What objects do religious communities take with them when leaving their homes in a time of upheaval? What do they choose to save from ruin, and how do these objects perpetuate their collective memory? In 1529, as the formidable Imperial army approached the city of Florence, the Republican government took drastic action and ordered a Guasto (literally, a ‘destruction’), a blanket decree that all buildings within a mile of the city walls be demolished to deny the besiegers any shelter or structures that they could fortify. Included were some of the city's most eminent suburban monasteries: San Benedetto Fuori alla Porta Pinti, San Donato a Scopeto, San Giovanni Evangelista of the Faenza nuns, Monticelli, Montedomini, San Giusto alle Mura, and San Gallo. The forced relocation in different sites within the walls jeopardized the collective institutional memory of the evacuated communities. My research asks how much memory could be reinstated by salvaging or manipulating visual and material heritage. Among the material remains of their crumbling homes and ruined churches, the displaced communities saved the bodies of their founding saints and building materials, of which they retained ownership, and many works of art. Although portable, altarpieces were produced for specific sites and manifested the needs of individuals. Their displacement thus undermined the ritual topography in which they participated. In most cases, their re-arrangement clashed with the setting of the newly assigned houses, thus instigating processes that directly affected the visual agency of the previous and new occupants of the sites. After the upheaval of the Guasto, communities needed to re-negotiate their devotional focus.
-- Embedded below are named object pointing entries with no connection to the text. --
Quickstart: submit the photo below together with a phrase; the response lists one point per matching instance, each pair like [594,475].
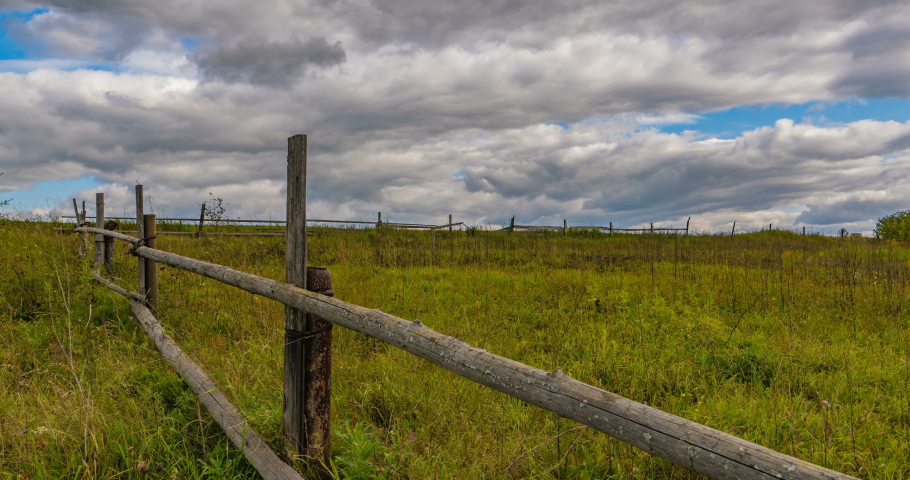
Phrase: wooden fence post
[317,386]
[109,244]
[140,234]
[293,421]
[151,267]
[99,223]
[201,220]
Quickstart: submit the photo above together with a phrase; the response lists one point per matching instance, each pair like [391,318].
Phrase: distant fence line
[513,227]
[311,311]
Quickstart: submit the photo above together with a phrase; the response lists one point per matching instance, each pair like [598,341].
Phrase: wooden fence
[565,228]
[710,452]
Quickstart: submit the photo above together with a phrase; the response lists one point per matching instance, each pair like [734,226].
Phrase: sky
[634,111]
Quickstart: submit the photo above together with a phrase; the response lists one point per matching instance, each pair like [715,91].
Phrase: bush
[894,227]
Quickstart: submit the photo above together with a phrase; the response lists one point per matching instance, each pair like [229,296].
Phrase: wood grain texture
[254,448]
[293,418]
[710,452]
[140,232]
[99,223]
[151,268]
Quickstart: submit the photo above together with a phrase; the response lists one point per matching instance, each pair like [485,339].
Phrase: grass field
[798,343]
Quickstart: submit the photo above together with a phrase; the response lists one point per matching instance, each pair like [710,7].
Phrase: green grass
[798,343]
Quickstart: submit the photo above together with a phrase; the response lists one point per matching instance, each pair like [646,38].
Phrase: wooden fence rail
[709,452]
[565,227]
[228,221]
[228,417]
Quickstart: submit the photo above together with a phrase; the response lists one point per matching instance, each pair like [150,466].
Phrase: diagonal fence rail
[707,451]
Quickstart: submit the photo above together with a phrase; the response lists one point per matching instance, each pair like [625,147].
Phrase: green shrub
[894,227]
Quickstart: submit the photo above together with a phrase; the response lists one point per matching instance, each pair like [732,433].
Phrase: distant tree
[894,227]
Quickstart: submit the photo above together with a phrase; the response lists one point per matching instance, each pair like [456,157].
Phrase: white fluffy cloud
[430,108]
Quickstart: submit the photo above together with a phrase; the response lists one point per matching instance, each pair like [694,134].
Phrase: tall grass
[798,343]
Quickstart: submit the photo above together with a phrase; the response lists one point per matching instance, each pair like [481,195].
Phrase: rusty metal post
[317,385]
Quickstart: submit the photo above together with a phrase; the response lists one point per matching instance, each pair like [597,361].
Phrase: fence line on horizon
[310,315]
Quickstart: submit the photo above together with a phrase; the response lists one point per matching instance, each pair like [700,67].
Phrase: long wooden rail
[707,451]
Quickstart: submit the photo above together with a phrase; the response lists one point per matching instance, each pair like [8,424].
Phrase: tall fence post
[201,220]
[293,420]
[109,244]
[151,266]
[317,387]
[99,223]
[140,233]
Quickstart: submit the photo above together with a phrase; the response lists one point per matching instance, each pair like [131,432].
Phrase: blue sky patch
[46,194]
[731,123]
[10,49]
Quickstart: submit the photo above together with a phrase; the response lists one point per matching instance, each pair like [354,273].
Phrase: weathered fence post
[109,244]
[151,267]
[201,220]
[307,352]
[295,320]
[140,234]
[80,222]
[99,223]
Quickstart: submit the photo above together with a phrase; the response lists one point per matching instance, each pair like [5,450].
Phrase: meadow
[798,343]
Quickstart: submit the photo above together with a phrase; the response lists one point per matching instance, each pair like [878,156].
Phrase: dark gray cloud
[852,208]
[271,63]
[444,106]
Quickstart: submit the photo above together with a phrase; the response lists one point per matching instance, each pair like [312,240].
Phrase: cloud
[448,108]
[261,62]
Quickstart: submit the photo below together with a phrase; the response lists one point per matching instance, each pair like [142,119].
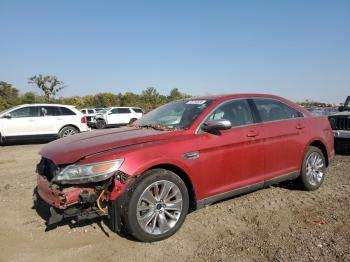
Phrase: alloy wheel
[159,207]
[315,168]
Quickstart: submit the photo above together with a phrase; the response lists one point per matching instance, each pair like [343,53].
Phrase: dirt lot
[279,223]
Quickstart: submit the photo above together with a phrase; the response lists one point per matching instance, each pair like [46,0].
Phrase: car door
[282,129]
[23,122]
[49,120]
[233,158]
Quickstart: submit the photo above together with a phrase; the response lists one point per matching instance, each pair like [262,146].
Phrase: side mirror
[7,116]
[213,126]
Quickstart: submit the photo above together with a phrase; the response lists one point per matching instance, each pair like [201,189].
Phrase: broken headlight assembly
[87,173]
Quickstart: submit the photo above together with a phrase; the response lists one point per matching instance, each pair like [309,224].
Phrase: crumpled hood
[71,149]
[344,113]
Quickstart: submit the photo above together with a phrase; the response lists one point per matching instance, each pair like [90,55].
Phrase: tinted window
[49,111]
[137,110]
[237,112]
[123,110]
[64,111]
[30,111]
[114,111]
[272,110]
[178,115]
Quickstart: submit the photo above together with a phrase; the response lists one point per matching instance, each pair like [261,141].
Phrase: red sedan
[180,157]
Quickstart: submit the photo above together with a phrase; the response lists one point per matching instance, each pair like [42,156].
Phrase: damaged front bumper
[81,202]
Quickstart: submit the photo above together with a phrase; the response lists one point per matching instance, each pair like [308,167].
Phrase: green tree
[28,98]
[151,98]
[50,85]
[8,95]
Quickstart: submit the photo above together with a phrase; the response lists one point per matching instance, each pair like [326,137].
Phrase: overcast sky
[296,49]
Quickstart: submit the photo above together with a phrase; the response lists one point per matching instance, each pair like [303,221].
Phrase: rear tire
[68,131]
[156,206]
[313,169]
[100,124]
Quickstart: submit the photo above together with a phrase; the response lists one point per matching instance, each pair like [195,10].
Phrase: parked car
[340,123]
[90,114]
[147,177]
[323,111]
[117,116]
[40,121]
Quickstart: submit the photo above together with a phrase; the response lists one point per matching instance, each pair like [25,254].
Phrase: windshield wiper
[157,127]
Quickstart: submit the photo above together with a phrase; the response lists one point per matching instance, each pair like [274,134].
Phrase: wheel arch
[320,145]
[72,125]
[185,178]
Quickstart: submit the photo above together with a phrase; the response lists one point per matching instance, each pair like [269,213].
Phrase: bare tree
[50,85]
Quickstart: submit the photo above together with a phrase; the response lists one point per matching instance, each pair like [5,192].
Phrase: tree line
[49,86]
[149,98]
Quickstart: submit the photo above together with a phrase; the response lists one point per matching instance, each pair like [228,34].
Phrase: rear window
[55,111]
[137,110]
[66,111]
[120,111]
[49,111]
[273,110]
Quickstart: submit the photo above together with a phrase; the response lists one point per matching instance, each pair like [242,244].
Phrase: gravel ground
[280,223]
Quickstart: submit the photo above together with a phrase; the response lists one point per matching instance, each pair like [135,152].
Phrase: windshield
[7,110]
[175,115]
[347,103]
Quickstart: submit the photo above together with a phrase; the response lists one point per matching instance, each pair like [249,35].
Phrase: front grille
[47,168]
[340,123]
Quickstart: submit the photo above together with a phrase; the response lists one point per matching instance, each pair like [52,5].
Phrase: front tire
[313,169]
[157,206]
[68,131]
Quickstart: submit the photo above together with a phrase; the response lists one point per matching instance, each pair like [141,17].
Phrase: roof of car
[231,96]
[124,107]
[43,104]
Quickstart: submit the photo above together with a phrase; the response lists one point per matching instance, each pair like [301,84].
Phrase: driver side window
[237,112]
[29,111]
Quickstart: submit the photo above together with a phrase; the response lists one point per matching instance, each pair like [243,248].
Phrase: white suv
[90,114]
[116,116]
[41,121]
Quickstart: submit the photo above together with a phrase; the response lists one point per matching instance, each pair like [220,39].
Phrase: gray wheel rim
[159,207]
[69,132]
[314,168]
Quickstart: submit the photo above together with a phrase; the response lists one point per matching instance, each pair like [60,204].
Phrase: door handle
[252,133]
[300,126]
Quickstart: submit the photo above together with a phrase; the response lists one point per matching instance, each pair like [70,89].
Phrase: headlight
[95,172]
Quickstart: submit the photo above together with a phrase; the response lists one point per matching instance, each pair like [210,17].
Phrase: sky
[297,49]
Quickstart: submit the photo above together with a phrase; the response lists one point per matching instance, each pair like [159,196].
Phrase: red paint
[238,157]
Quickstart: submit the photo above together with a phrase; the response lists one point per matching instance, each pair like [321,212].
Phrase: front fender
[136,169]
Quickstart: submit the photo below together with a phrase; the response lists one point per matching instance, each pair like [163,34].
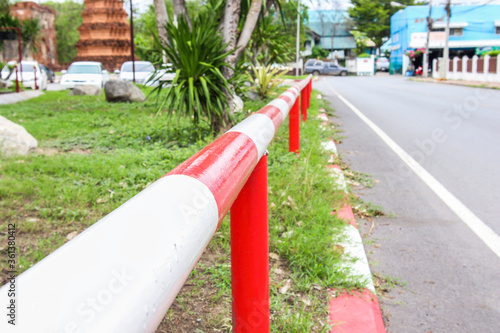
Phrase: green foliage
[30,30]
[31,35]
[374,17]
[273,40]
[68,19]
[147,45]
[492,53]
[361,40]
[198,90]
[319,52]
[4,6]
[270,43]
[265,81]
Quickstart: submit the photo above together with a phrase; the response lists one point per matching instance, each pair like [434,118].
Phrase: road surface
[438,242]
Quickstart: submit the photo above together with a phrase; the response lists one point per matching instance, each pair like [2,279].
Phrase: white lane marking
[485,233]
[260,128]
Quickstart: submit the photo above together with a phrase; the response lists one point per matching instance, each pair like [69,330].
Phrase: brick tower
[104,34]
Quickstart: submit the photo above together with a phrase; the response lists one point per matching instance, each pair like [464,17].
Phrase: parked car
[27,72]
[325,68]
[382,64]
[143,71]
[84,73]
[51,76]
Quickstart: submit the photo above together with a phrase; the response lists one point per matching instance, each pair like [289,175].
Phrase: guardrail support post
[17,81]
[294,128]
[304,102]
[250,254]
[309,91]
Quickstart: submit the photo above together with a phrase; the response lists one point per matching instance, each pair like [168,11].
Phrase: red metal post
[17,80]
[250,254]
[309,91]
[303,103]
[34,73]
[20,52]
[294,128]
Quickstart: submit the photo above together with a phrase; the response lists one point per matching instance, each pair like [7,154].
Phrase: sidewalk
[479,84]
[19,97]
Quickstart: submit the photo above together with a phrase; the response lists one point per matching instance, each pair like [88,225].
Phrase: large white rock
[123,91]
[86,90]
[14,139]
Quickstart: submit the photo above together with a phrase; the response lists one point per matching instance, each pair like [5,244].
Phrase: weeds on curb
[94,156]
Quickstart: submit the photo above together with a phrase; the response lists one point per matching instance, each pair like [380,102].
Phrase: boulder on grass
[123,91]
[14,139]
[86,90]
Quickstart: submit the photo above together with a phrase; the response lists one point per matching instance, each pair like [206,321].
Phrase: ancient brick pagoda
[104,34]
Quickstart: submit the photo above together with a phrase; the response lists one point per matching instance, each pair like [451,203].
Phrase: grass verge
[93,156]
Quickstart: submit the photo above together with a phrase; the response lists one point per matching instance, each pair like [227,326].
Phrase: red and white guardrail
[123,273]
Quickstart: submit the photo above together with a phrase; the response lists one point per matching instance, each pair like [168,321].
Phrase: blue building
[472,28]
[329,29]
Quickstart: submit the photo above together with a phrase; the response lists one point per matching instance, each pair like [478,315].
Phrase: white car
[143,71]
[84,73]
[26,74]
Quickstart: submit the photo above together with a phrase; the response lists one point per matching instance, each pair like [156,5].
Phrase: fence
[123,273]
[485,69]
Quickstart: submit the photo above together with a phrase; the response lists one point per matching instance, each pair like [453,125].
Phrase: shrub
[265,80]
[199,88]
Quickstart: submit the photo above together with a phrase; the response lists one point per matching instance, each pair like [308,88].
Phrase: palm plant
[199,89]
[266,80]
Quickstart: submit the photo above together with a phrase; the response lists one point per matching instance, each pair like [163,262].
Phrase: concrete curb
[353,311]
[19,97]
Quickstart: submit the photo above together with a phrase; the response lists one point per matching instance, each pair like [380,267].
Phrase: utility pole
[298,38]
[446,52]
[132,41]
[429,29]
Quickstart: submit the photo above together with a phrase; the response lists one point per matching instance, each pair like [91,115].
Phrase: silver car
[317,67]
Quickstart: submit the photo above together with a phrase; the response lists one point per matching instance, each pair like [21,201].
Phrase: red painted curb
[356,312]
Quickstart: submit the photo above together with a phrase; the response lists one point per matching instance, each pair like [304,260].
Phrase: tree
[374,17]
[238,20]
[30,29]
[68,19]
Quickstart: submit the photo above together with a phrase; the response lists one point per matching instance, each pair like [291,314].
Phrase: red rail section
[234,168]
[100,281]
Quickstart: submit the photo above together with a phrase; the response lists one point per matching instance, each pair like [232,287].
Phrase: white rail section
[122,273]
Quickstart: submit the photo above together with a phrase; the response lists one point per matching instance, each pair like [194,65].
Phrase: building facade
[472,29]
[330,30]
[104,34]
[46,46]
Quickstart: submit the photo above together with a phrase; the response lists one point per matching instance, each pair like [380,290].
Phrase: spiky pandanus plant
[198,90]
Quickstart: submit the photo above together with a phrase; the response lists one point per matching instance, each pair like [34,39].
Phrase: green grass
[94,156]
[293,77]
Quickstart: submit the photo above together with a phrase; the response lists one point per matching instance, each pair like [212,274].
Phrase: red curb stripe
[223,166]
[356,312]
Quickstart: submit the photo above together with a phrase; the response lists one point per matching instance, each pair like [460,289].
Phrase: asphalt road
[447,279]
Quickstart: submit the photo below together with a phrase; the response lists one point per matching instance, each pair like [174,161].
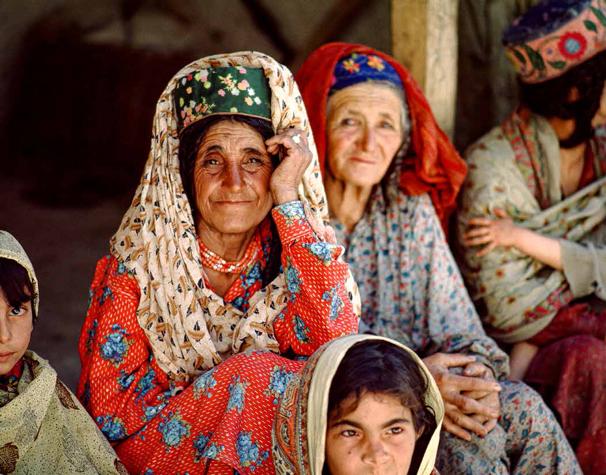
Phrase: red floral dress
[222,421]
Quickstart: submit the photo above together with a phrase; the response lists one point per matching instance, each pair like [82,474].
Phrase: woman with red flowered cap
[391,179]
[219,276]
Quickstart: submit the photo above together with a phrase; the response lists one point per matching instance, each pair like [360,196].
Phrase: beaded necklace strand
[215,262]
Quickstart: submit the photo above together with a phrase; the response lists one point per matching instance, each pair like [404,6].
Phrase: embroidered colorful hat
[359,67]
[555,36]
[222,90]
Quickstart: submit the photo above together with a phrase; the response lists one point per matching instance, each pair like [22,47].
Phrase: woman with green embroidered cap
[43,427]
[223,253]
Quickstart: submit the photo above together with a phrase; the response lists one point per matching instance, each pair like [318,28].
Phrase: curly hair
[15,284]
[552,98]
[380,367]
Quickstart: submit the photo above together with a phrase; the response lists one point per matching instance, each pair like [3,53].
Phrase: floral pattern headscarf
[299,432]
[189,327]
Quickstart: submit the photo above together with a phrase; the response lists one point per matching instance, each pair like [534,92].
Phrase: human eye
[387,124]
[17,311]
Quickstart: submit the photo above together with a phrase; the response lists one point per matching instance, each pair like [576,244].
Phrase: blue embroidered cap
[357,68]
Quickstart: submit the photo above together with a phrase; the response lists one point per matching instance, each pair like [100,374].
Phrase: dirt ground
[64,245]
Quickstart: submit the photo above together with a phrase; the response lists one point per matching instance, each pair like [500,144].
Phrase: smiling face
[377,438]
[15,332]
[231,177]
[364,130]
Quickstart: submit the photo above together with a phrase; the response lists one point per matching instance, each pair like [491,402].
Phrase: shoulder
[491,149]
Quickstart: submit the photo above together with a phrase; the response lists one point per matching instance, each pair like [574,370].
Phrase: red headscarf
[433,166]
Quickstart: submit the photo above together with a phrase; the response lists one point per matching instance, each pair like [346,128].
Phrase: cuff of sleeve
[578,267]
[291,222]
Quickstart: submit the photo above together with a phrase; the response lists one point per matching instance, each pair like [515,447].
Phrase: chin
[363,180]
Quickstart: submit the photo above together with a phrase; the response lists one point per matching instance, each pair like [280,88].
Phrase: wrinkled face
[364,130]
[231,177]
[600,117]
[15,330]
[377,438]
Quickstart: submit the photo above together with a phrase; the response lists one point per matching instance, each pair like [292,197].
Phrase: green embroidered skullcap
[222,90]
[11,249]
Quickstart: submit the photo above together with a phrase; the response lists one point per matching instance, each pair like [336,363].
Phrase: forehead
[232,134]
[367,99]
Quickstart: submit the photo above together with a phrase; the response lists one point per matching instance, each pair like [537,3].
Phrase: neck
[230,246]
[347,201]
[569,157]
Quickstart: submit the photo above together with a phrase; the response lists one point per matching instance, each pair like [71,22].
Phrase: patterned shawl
[189,327]
[44,429]
[299,432]
[434,167]
[516,167]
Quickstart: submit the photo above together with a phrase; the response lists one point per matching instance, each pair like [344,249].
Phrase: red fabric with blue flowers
[222,421]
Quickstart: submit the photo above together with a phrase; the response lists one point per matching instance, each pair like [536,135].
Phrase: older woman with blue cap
[535,201]
[391,178]
[220,275]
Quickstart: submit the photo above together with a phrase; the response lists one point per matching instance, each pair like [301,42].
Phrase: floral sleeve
[453,322]
[318,308]
[120,384]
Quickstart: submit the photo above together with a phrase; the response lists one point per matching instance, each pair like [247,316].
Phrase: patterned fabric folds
[516,168]
[299,433]
[554,36]
[45,429]
[156,240]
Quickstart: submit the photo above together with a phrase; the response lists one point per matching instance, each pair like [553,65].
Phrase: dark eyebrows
[391,422]
[213,148]
[254,150]
[345,422]
[219,148]
[397,420]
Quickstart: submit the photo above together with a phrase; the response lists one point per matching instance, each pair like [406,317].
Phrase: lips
[366,161]
[5,356]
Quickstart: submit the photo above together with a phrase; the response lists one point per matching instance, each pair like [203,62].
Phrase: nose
[233,178]
[368,140]
[5,330]
[375,452]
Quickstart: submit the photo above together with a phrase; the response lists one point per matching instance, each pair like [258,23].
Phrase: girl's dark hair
[380,367]
[552,98]
[189,144]
[15,284]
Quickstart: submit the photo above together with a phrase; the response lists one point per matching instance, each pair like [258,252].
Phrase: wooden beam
[424,39]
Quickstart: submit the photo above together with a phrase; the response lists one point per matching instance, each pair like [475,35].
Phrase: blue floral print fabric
[412,291]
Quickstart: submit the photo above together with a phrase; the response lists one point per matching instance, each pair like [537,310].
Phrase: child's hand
[492,232]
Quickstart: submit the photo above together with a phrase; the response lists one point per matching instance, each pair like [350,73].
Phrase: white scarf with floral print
[189,327]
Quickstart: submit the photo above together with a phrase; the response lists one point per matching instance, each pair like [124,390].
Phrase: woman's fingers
[479,222]
[462,423]
[486,250]
[468,405]
[475,232]
[447,360]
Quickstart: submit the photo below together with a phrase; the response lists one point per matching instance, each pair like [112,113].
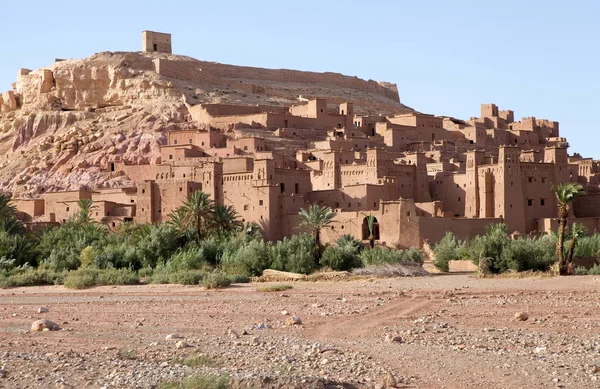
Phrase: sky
[538,58]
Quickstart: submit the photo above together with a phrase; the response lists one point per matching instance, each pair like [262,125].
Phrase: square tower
[156,42]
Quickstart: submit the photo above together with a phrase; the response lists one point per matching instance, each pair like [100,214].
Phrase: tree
[371,225]
[197,212]
[86,206]
[577,231]
[315,218]
[7,210]
[225,219]
[565,193]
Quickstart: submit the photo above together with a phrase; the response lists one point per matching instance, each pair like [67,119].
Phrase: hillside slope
[62,125]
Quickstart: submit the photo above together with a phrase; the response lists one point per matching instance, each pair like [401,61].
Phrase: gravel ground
[444,331]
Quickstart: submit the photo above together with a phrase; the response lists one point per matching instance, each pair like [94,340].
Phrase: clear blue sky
[539,58]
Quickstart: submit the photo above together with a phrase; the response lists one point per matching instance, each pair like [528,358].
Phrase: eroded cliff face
[62,126]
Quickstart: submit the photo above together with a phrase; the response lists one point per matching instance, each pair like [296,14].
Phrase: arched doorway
[365,229]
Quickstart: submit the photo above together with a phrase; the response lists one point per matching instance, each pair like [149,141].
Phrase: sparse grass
[196,360]
[199,382]
[128,352]
[215,280]
[274,288]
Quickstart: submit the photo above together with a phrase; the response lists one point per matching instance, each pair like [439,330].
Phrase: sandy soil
[452,331]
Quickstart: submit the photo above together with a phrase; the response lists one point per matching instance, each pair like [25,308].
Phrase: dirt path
[456,331]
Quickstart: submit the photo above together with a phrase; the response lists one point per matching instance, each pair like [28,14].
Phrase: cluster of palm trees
[200,214]
[565,194]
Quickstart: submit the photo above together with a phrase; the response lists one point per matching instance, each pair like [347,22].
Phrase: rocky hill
[62,125]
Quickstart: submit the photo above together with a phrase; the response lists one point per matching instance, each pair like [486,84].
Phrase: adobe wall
[587,205]
[434,229]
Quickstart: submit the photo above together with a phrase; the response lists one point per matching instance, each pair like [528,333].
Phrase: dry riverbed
[443,331]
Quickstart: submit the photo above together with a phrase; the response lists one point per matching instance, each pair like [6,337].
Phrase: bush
[343,256]
[527,254]
[81,278]
[250,259]
[188,258]
[274,288]
[446,250]
[380,256]
[216,280]
[296,254]
[199,382]
[28,276]
[117,277]
[594,270]
[163,275]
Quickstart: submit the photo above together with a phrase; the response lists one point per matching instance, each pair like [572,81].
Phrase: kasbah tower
[420,175]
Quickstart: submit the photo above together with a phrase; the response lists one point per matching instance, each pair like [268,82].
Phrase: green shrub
[527,254]
[446,250]
[199,382]
[381,255]
[238,279]
[188,258]
[117,277]
[249,259]
[215,280]
[594,270]
[342,256]
[81,279]
[296,254]
[274,288]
Their institution’s survival would depend upon successfully meeting their own liturgical needs, respecting their patrons’ requests, and in many cases undertaking the necessary architectural reconfiguration of the new churches. 
Heterogenous sources and substantial unpublished archival material underpin the reconstruction of the communities’ pre-Guasto visual culture and then support the analysis of the changes and the consequences of their displacement. The research draws on both traditional art historical methods and on the tools of Digital Art History, namely quantitative and spatial analysis to investigate patterns of artistic patronage on a city-wide scale, 3D reconstruction for lost buildings whose appearance is known through textual sources in order to understand the scale and appearance of the churches for which altarpieces were produced, and non-invasive archaeological techniques, such as Ground Penetrating Radar, to investigate any sub-surface remains. The results will constitute an addition to Florentine sacred geography and neighborhood identity and will also reconsider the Guasti as pivotal events of disruption in the urban and artistic development of Renaissance cities, challenging the dominant narrative of their increasing expansion during the early modern period.